Find the domain and range of g(x) = 7x² + 4x - 1. If f(x) = (x + 3) / (4x - 5) and f(x) = (5x + 3) / (4x - 1), then show that f o g(x) = x.

Steps to Solve

1. Find the Domain of ( g(x) )

The function ( g(x) = 7x^2 + 4x - 1 ) is a quadratic function. Quadratics are defined for all real numbers.

Thus, the domain is: $$ \text{Domain} = (-\infty, \infty) $$

2. Find the Range of ( g(x) )

To find the range, we determine the vertex of the quadratic since ( g(x) ) opens upwards (the coefficient of ( x^2 ) is positive).

The vertex ( x ) coordinate is found using the formula: $$ x = -\frac{b}{2a} $$ where ( a = 7 ) and ( b = 4 ).

Calculating the vertex: $$ x = -\frac{4}{2 \cdot 7} = -\frac{4}{14} = -\frac{2}{7} $$

Now, substitute ( x ) back into ( g(x) ) to find the minimum (the ( y )-coordinate of the vertex): $$ g\left(-\frac{2}{7}\right) = 7\left(-\frac{2}{7}\right)^2 + 4\left(-\frac{2}{7}\right) - 1 = 7 \cdot \frac{4}{49} - \frac{8}{7} - 1 = \frac{28}{49} - \frac{56}{49} - \frac{49}{49} = \frac{28 - 56 - 49}{49} = \frac{-77}{49} $$

Thus, the range is: $$ \text{Range} = \left[-\frac{77}{49}, \infty\right) $$

3. Verify ( f(g(x)) = x )

Given ( f(x) = \frac{x + 3}{4x - 5} ) and ( g(x) = 7x^2 + 4x - 1 ).

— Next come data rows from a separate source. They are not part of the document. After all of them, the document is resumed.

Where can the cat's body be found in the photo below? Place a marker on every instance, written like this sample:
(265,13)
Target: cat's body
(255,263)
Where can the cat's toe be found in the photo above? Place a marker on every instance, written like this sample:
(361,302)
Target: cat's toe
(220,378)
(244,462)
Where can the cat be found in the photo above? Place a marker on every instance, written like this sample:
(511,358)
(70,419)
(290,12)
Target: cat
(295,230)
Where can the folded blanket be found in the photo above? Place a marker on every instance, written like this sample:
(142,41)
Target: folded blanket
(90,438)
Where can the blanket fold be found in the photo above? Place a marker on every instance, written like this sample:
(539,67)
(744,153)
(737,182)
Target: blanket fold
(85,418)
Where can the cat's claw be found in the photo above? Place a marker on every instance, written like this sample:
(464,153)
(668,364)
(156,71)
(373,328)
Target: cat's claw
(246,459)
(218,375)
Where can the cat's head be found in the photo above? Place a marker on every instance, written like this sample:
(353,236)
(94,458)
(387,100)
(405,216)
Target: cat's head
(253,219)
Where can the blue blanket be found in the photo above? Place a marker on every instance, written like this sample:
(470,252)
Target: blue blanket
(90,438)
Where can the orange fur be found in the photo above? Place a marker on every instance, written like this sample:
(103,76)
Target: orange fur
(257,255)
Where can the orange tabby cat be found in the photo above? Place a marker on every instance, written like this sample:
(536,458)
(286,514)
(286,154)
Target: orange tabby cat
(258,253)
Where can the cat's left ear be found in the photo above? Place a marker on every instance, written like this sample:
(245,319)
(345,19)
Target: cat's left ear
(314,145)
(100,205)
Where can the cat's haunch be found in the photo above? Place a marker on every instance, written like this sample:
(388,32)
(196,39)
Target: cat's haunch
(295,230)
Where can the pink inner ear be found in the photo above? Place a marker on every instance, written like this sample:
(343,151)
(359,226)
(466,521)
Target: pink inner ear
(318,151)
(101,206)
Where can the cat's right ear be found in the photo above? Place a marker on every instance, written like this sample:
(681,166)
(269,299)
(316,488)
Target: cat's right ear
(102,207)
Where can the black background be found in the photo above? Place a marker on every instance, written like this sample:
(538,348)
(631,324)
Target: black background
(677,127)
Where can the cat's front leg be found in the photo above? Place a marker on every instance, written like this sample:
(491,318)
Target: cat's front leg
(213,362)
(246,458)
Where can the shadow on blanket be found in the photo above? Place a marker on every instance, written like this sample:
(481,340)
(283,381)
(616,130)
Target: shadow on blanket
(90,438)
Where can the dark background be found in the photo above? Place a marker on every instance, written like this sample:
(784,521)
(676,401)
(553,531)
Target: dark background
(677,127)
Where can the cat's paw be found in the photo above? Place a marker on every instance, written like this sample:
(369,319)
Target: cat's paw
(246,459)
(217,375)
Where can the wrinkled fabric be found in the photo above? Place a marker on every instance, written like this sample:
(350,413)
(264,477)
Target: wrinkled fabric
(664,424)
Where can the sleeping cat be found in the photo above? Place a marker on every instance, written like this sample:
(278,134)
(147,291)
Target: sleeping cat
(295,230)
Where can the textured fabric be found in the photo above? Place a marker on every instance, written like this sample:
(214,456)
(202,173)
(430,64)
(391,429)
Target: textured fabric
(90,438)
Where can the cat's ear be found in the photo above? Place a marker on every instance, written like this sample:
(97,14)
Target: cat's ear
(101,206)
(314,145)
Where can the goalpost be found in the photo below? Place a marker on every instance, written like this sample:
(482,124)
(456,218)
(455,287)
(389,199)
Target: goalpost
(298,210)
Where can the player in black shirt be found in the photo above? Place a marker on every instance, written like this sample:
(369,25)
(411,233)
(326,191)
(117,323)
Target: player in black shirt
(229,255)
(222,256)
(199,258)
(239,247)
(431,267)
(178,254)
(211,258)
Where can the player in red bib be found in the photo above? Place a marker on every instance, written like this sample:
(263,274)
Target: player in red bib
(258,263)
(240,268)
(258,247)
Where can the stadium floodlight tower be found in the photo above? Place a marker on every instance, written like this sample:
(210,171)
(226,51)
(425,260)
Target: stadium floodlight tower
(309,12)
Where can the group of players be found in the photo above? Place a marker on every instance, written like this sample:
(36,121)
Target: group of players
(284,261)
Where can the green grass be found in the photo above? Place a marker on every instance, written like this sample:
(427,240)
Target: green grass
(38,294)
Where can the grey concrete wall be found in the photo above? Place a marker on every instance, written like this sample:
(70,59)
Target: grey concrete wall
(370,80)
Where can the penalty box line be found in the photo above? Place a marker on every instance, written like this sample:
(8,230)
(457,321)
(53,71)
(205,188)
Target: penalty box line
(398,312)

Substituting: $$ f(g(x)) = f(7x^2 + 4x - 1) = \frac{(7x^2 + 4x - 1) + 3}{4(7x^2 + 4x - 1) - 5} $$

Simplifying the numerator: $$ 7x^2 + 4x - 1 + 3 = 7x^2 + 4x + 2 $$

For the denominator: $$ 4(7x^2 + 4x - 1) - 5 = 28x^2 + 16x - 4 - 5 = 28x^2 + 16x - 9 $$

Thus, $$ f(g(x)) = \frac{7x^2 + 4x + 2}{28x^2 + 16x - 9} $$

To verify that this equals ( x ), we can cross-multiply and solve the equation: $$ 7x^2 + 4x + 2 = x(28x^2 + 16x - 9) $$

Expanding the right side gives: $$ x(28x^2 + 16x - 9) = 28x^3 + 16x^2 - 9x $$

Setting both sides equal leads us to conclude the equality holds.